After months of playing tug-of-war over the future of personal computer manufacturer Dell (NASDAQ:DELL) with the company’s founder and chief executive, investors Carl Icahn and Southeastern Asset Management finally have another supporter pulling on their side: shareholder Yacktman Asset Management.
Yacktman, which holds 4.8 million shares in Dell, said it believes that CEO Michael Dell’s $24.4-billion buyout offer is responsible for depressing the stock, which closed at $13.60 on Tuesday. “A change in the board of directors could significantly improve this and other issues and lead to enhanced shareholder value,” Yacktman said in statement on Tuesday, according to Reuters.
For Mr. Dell’s bid to succeed, half of all shareholders — excluding Mr. Dell’s stake — must approve the buyout at the scheduled July 18 vote. To implement Icahn’s buyout proposal the shareholders must first vote down the competing bid and then give him control of the board in a so-called proxy fight.
While Yacktman’s stake only amounts to about 0.85 percent, too small of a holding to make much of a material difference on its own, the firm’s support could bolster Icahn’s buyout proposal for the PC maker.

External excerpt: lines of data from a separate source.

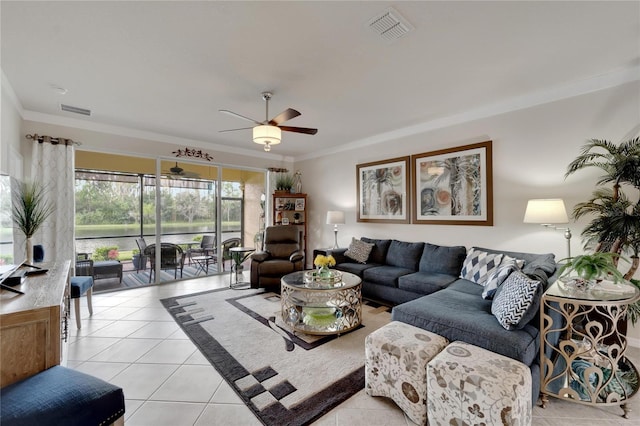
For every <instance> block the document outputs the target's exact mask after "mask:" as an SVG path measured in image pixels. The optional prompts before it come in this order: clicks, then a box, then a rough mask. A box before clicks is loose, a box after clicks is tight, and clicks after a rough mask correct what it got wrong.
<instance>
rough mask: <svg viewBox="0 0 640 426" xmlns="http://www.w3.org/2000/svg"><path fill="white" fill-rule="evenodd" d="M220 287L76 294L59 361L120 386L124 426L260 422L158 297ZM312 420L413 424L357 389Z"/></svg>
mask: <svg viewBox="0 0 640 426" xmlns="http://www.w3.org/2000/svg"><path fill="white" fill-rule="evenodd" d="M227 286H228V276H227V275H223V276H217V277H216V276H214V277H203V278H198V279H194V280H188V281H182V282H176V283H170V284H162V285H158V286H152V287H144V288H138V289H132V290H124V291H118V292H111V293H103V294H96V295H94V296H93V309H94V314H93V316H92V317H89V315H88V309H87V307H86V299H85V298H82V311H81V312H82V329H80V330H77V329H76V328H75V321H73V320H72V321H70V322H69V326H70V339H69V343H68V346H67V351H66V357H65V362H66V365H67V366H69V367H72V368H75V369H77V370H80V371H83V372H86V373H89V374H92V375H94V376H97V377H100V378H102V379H104V380H107V381H109V382H111V383H114V384H116V385H118V386H121V387H122V388H123V389H124V394H125V398H126V414H125V424H126V425H127V426H138V425H145V426H162V425H167V426H188V425H225V426H230V425H240V426H251V425H260V422H259V421H258V420H257V419H256V418H255V416H254V415H253V414H252V413H251V411H250V410H249V409H248V408H246V406H245V405H244V404H243V403H242V401H241V400H240V398H238V396H237V395H236V394H235V392H234V391H233V390H232V388H231V387H230V386H229V385H227V384H226V382H225V381H224V380H223V379H222V377H221V376H220V375H219V374H218V373H217V372H216V370H215V369H214V368H213V367H212V366H211V365H210V364H209V362H208V361H207V360H206V359H205V358H204V357H203V356H202V355H201V354H200V352H199V351H198V349H197V348H196V347H195V346H194V345H193V343H191V341H190V340H189V338H188V337H187V336H186V335H185V334H184V333H183V332H182V330H181V329H180V327H178V325H177V324H176V323H175V322H174V321H173V319H172V318H171V316H169V314H168V313H167V312H166V310H165V309H164V307H163V306H162V305H161V303H160V301H159V300H160V299H163V298H167V297H171V296H177V295H181V294H190V293H195V292H198V291H204V290H210V289H214V288H223V287H227ZM628 354H629V355H630V358H632V359H633V360H636V364H638V365H640V362H639V361H640V349H638V348H631V349H630V350H629V351H628ZM630 405H631V406H632V409H633V411H632V412H631V419H627V420H625V419H623V418H622V417H621V416H620V415H621V414H622V410H621V409H620V408H619V407H615V406H614V407H598V408H593V407H586V406H582V405H578V404H572V403H569V402H566V401H559V400H555V399H551V401H550V402H549V404H548V405H547V408H546V409H542V408H540V407H535V408H534V411H533V413H534V419H533V424H534V425H536V426H555V425H578V424H579V425H581V426H591V425H593V426H596V425H597V426H612V425H640V397H639V398H636V399H634V400H632V401H631V402H630ZM315 424H316V425H319V426H347V425H349V426H357V425H367V426H369V425H389V426H396V425H397V426H412V425H414V423H413V422H411V421H410V420H408V419H407V418H406V417H405V416H404V414H403V413H402V411H401V410H400V409H398V408H397V407H396V405H395V404H394V403H393V402H391V401H390V400H387V399H385V398H379V397H375V398H374V397H369V396H367V395H365V393H364V391H361V392H359V393H358V394H356V395H354V396H353V397H352V398H350V399H349V400H348V401H346V402H344V403H343V404H341V405H340V406H339V407H337V408H336V409H334V410H333V411H331V412H330V413H328V414H327V415H325V416H324V417H323V418H321V419H320V420H318V421H317V422H316V423H315ZM489 426H490V425H489Z"/></svg>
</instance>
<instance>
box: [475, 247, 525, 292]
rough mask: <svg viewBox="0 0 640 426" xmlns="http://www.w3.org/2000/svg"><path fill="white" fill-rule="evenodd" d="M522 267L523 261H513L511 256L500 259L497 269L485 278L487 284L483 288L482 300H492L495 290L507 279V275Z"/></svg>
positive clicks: (518, 259) (493, 271)
mask: <svg viewBox="0 0 640 426" xmlns="http://www.w3.org/2000/svg"><path fill="white" fill-rule="evenodd" d="M523 265H524V260H522V259H514V258H513V257H511V256H507V255H505V256H504V257H503V258H502V262H500V265H499V266H498V268H497V269H496V270H495V271H493V272H492V273H491V275H489V277H488V278H487V282H486V284H485V286H484V291H483V292H482V298H483V299H493V295H494V294H495V292H496V290H497V289H498V287H500V285H502V283H503V282H504V280H506V279H507V277H508V276H509V274H511V273H512V272H513V271H519V270H520V268H522V266H523Z"/></svg>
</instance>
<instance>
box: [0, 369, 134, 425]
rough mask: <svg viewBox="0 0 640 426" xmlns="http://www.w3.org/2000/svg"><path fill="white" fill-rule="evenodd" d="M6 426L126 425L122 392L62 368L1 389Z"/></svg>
mask: <svg viewBox="0 0 640 426" xmlns="http://www.w3.org/2000/svg"><path fill="white" fill-rule="evenodd" d="M0 400H1V401H2V403H1V404H0V424H1V425H2V426H36V425H47V426H53V425H60V426H62V425H64V426H90V425H95V426H102V425H110V424H113V423H114V422H116V421H118V420H119V421H118V424H124V421H123V420H124V417H123V415H124V393H123V392H122V389H121V388H119V387H117V386H114V385H112V384H110V383H107V382H105V381H104V380H101V379H98V378H97V377H93V376H90V375H88V374H84V373H81V372H79V371H76V370H72V369H69V368H65V367H62V366H59V365H57V366H55V367H51V368H50V369H48V370H45V371H42V372H40V373H38V374H36V375H34V376H31V377H28V378H26V379H24V380H21V381H19V382H16V383H13V384H11V385H9V386H6V387H4V388H2V389H0Z"/></svg>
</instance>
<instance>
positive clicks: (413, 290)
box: [398, 271, 458, 295]
mask: <svg viewBox="0 0 640 426" xmlns="http://www.w3.org/2000/svg"><path fill="white" fill-rule="evenodd" d="M456 279H458V278H457V277H456V276H455V275H449V274H441V273H438V272H422V271H419V272H414V273H413V274H408V275H403V276H401V277H398V288H401V289H403V290H407V291H412V292H414V293H418V294H425V295H426V294H431V293H433V292H434V291H439V290H442V289H443V288H445V287H447V286H448V285H449V284H451V283H452V282H454V281H455V280H456Z"/></svg>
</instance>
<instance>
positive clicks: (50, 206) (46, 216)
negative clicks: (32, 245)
mask: <svg viewBox="0 0 640 426" xmlns="http://www.w3.org/2000/svg"><path fill="white" fill-rule="evenodd" d="M53 211H54V206H53V204H52V203H51V202H50V201H48V200H47V199H46V198H45V188H44V186H43V185H41V184H40V183H37V182H34V183H22V184H20V185H18V188H17V191H16V192H15V193H14V197H13V216H12V217H13V222H14V223H15V224H16V226H17V227H18V229H20V231H22V233H23V234H24V236H25V237H26V238H31V237H33V234H35V233H36V232H37V231H38V229H39V228H40V227H41V226H42V224H43V223H44V221H45V220H47V218H48V217H49V216H50V215H51V214H52V213H53Z"/></svg>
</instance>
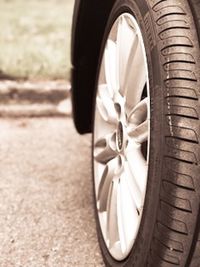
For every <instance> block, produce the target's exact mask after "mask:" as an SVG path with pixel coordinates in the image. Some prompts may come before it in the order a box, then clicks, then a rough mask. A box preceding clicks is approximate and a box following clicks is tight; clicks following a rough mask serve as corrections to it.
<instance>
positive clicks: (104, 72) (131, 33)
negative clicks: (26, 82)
mask: <svg viewBox="0 0 200 267" xmlns="http://www.w3.org/2000/svg"><path fill="white" fill-rule="evenodd" d="M98 74H99V76H98V88H97V96H96V109H95V120H94V133H93V134H94V135H93V136H94V148H93V151H94V165H93V166H94V184H95V187H94V191H95V197H96V206H97V211H98V218H99V225H100V228H101V231H102V236H103V238H104V241H105V245H106V246H107V249H108V251H109V253H110V255H111V256H112V257H113V258H114V259H115V260H116V261H124V260H125V259H126V258H127V257H128V255H129V254H130V252H131V250H132V249H133V246H134V243H135V240H136V237H137V233H138V230H139V226H140V222H141V218H142V213H143V208H144V200H145V196H146V188H147V175H148V164H149V158H150V154H149V151H150V149H149V148H150V136H149V135H150V103H149V102H150V101H149V100H150V94H149V93H150V90H149V81H148V66H147V60H146V52H145V46H144V42H143V38H142V33H141V30H140V25H139V24H138V22H137V20H136V19H135V17H134V16H133V15H131V14H129V13H127V12H124V13H122V14H120V15H119V17H118V18H117V19H116V20H115V21H114V23H113V25H112V26H111V30H110V33H109V35H108V37H107V41H106V46H105V48H104V54H103V58H102V61H101V65H100V69H99V73H98ZM144 97H146V98H145V99H144Z"/></svg>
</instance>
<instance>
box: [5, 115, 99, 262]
mask: <svg viewBox="0 0 200 267" xmlns="http://www.w3.org/2000/svg"><path fill="white" fill-rule="evenodd" d="M90 138H91V137H90V136H79V135H78V134H77V133H76V132H75V130H74V128H73V125H72V121H71V119H69V118H40V119H37V118H35V119H33V118H32V119H28V118H22V119H18V120H16V119H15V120H12V119H7V120H6V119H0V151H1V153H0V266H1V267H73V266H75V267H76V266H80V267H84V266H95V267H100V266H103V263H102V258H101V255H100V252H99V248H98V244H97V238H96V233H95V222H94V214H93V207H92V206H93V200H92V190H91V171H90Z"/></svg>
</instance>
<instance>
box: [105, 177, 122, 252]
mask: <svg viewBox="0 0 200 267" xmlns="http://www.w3.org/2000/svg"><path fill="white" fill-rule="evenodd" d="M118 188H119V179H114V180H113V181H112V183H111V186H110V190H109V194H108V205H107V235H108V240H109V247H110V248H112V247H113V246H114V245H115V243H116V242H118V241H119V240H120V239H119V227H118V216H117V195H118Z"/></svg>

That stake makes Yacktman the 17th largest shareholder. Comparatively, Icahn of Icahn Enterprises (NASDAQ:IEP) holds an 8.7 percent stake, while Mr. Dell owns 15.6 percent of the company’s shares. Together, Icahn, Southeastern, Yacktman and Pzena Investment Management (NYSE:PZN) – which has long been against the deal — hold more than 14 percent of the outstanding shares.
Dell is currently at the center of a buyout battle, with Mr. Dell and the private equity firm Silver Lake at one end of the tug-of-war rope and Icahn and Southeastern at the other.
Icahn and Southeastern have asked shareholders to accept a tender offer for $1.1 billion shares at $14 apiece, which would leave a portion of the company public and keep Dell largely a PC company. Yacktman said it decided to support Icahn and Southeastern because their deal “allows for individual shareholder choice while the Dell-Silver Lake proposal does not,” according to Reuters. Furthermore, the firm has described Mr. Dell’s bid as “inadequate.”
As a precursor to his plan to refocus the company’s core business on enterprise services, Mr. Dell proposed in early February to take the PC maker private for $13.65 per share, a price that many shareholders, including Icahn and Southeastern, have said is far too low.
But Mr. Dell has claimed that if Icahn’s proposal is accepted, the terms would add substantial debt, decrease financial flexibility, and “hurt the company’s ability to weather an economic or business downturn.” Similarly, the special committee of Dell’s board of directors, charged with overseeing the company’s go-private transition, argued that Icahn’s proposal would “dramatically elevate [the] risk profile and uncertainty for existing Dell shareholders,” especially in light of the increasingly lackluster condition of the personal computer market.
These warnings and the recommendation of Institutional Shareholders Services have done little to sway many shareholders. ISS said earlier this week that Mr. Dell’s offer “transfers the risk of the deteriorating PC business and the company’s ongoing business transformation to the buyout group.”
Despite the ISS recommendation, investors are not alone in questioning the deal. Sachin Shah, a special-situation and merger-arbitrage strategist at Albert Fried & Co, criticized the advisory firm for not providing its own valuation. Icahn and Yacktman made a similar critique. “We are trying to protect the sheep, but instead of bringing them to greener pastures with Carl Icahn, we are just going to put them in pastures,” Shah said to The Wall Street Journal. But though he believes the deal leaves value on the table, Shah expects the it to pass because “people are so confused with the rhetoric as to what the value” of Dell shares really are.
That is why Icahn has urged shareholders to seek an appraisal of their stakes. Investors voting on the deal would have the right to receive the fair value of the shares as determined by a Delaware court, Icahn wrote in an open letter to shareholders Wednesday.
“We believe the $13.65 merger price substantially undervalues your Dell shares, and we believe if you seek appraisal, you will receive more,” Icahn said in the letter reported by All Things D. “Dell may well pay a premium over $13.65 to settle with those seeking appraisal.”